Calhoun shrugged his shoulders almost up to his ears. He was a professional man. In his profession he was not incompetent. But there is no profession in which a really competent man tries to understand women. Calhoun annoyedly had to let fate or chance or disaster take care of Maril's personal problems. He had larger matters to cope with.

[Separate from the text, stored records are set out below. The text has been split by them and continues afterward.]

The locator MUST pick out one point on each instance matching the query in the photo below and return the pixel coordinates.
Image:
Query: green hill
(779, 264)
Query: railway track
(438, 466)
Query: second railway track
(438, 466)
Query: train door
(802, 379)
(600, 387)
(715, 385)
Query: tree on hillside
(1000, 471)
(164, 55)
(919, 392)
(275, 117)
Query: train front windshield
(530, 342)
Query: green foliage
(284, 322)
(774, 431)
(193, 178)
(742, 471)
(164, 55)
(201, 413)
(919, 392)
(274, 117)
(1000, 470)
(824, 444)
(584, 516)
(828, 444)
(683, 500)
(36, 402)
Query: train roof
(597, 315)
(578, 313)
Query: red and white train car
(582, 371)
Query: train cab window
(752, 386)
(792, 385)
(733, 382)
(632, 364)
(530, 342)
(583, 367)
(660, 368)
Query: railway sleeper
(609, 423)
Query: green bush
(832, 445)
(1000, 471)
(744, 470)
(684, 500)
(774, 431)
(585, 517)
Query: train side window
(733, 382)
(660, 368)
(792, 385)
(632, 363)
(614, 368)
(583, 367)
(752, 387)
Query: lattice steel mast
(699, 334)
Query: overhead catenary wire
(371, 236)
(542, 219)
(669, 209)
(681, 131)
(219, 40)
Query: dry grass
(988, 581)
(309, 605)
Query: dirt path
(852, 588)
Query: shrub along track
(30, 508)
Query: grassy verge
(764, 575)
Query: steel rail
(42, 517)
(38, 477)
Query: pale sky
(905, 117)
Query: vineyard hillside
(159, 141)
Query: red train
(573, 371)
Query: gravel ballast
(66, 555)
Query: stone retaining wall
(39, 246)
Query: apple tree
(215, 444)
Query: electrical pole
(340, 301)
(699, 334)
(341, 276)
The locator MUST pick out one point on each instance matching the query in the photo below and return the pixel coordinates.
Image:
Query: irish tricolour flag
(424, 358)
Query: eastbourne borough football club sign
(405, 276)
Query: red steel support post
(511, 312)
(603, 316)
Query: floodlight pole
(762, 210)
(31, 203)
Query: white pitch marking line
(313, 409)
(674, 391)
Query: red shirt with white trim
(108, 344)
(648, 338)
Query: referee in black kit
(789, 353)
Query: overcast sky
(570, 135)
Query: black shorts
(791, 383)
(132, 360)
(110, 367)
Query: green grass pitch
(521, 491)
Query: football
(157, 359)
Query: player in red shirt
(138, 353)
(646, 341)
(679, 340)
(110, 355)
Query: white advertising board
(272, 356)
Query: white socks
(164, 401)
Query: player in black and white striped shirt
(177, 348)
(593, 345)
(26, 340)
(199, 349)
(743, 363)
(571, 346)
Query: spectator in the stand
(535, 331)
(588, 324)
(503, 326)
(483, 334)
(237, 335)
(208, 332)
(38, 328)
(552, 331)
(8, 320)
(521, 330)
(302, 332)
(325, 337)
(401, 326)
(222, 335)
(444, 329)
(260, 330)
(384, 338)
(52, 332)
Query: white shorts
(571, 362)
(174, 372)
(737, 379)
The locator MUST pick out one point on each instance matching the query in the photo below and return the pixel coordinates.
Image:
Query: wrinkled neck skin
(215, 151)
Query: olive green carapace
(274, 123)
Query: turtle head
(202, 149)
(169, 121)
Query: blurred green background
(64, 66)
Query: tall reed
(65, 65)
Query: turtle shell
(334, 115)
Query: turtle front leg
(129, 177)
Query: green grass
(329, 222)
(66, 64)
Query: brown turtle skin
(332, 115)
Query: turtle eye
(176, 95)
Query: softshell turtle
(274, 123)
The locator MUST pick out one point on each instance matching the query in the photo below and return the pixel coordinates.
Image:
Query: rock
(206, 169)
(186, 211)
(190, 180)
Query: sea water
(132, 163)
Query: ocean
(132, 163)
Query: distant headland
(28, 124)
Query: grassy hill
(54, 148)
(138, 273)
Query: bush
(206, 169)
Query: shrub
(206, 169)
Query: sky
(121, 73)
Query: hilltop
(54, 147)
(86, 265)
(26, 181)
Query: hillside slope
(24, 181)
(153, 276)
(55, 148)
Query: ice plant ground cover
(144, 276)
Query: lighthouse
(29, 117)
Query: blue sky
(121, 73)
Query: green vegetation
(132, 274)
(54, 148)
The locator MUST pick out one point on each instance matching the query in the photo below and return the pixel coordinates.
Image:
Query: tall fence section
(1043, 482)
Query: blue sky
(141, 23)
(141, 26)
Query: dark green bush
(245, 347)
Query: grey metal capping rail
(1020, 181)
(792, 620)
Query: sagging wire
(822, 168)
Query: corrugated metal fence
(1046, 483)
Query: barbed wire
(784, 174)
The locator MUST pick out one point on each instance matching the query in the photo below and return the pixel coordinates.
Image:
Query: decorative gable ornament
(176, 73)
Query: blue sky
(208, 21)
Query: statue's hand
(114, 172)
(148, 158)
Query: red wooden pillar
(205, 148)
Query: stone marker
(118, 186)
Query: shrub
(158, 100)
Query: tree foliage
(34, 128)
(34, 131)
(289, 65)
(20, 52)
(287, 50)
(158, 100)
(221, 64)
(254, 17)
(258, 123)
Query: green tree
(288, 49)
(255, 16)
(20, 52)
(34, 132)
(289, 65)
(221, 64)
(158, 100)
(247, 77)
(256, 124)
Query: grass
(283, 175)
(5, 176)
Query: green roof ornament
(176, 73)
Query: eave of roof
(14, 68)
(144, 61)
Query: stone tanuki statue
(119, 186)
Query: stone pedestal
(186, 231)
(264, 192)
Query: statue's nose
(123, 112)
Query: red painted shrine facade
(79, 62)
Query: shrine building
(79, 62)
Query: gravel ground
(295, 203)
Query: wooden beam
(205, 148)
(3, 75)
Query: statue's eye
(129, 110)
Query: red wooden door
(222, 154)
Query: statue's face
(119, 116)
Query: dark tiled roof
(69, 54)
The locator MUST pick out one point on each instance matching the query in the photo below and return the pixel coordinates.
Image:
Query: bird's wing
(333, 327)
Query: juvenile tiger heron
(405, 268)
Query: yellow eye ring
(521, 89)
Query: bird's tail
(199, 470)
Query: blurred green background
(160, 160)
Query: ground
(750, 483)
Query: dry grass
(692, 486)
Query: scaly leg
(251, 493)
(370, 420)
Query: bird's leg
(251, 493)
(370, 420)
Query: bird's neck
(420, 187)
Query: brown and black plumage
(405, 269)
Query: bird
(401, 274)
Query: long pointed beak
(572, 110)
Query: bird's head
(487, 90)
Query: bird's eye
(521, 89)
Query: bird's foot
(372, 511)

But he had something to work on, now. He hunted busily in the reference tapes. He came up with an explicit collection of information on exactly the subject he needed. He left the control-room to go down into the storage areas of the Med Ship's hull. He found an ultra-frigid storage box, whose contents were kept at the temperature of liquid air. He donned thick gloves, used a special set of tongs, and extracted a tiny block of plastic in which a sealed-tight phial of glass was embedded. It frosted instantly he took it out, and when the storage-box was closed again the block was covered with a thick and opaque coating of frozen moisture.
He went back to the control-room and pulled down the panel which made available a small-scale but surprisingly adequate biological laboratory. He set the plastic block in a container which would raise it very, very gradually to a specific temperature and hold it there. It was, obviously, a living culture from which any imaginable quantity of the same culture could be bred. Calhoun set the apparatus with great exactitude.
"This," he told Murgatroyd, "may be a good day's work. Now I think I can rest."
Then, for a long while, there was no sound or movement in the Med Ship. The girl Maril may have slept, or maybe not. Calhoun lay relaxed in a chair which at the touch of a button became the most comfortable of sleeping-places. Murgatroyd remained in his cubbyhole, his tail curled over his nose. There were comforting, unheard, easily dismissable murmurings now and again. They kept the feeling of life alive in the ship. But for such infinitesimal stirrings of sound—carefully recorded for this exact purpose—the feel of the ship would have been that of a tomb.
But it was quite otherwise when another ship-day began with the taped sounds of morning activities as faint as echoes but nevertheless establishing an atmosphere of their own.
Calhoun examined the plastic block and its contents. He read the instruments which had cared for it while he slept. He put the block—no longer frosted—in the culture-microscope and saw its enclosed, infinitesimal particles of life in the process of multiplying on the food that had been frozen with them when they were reduced to the spore condition. He beamed. He replaced the block in the incubation oven and faced the day cheerfully.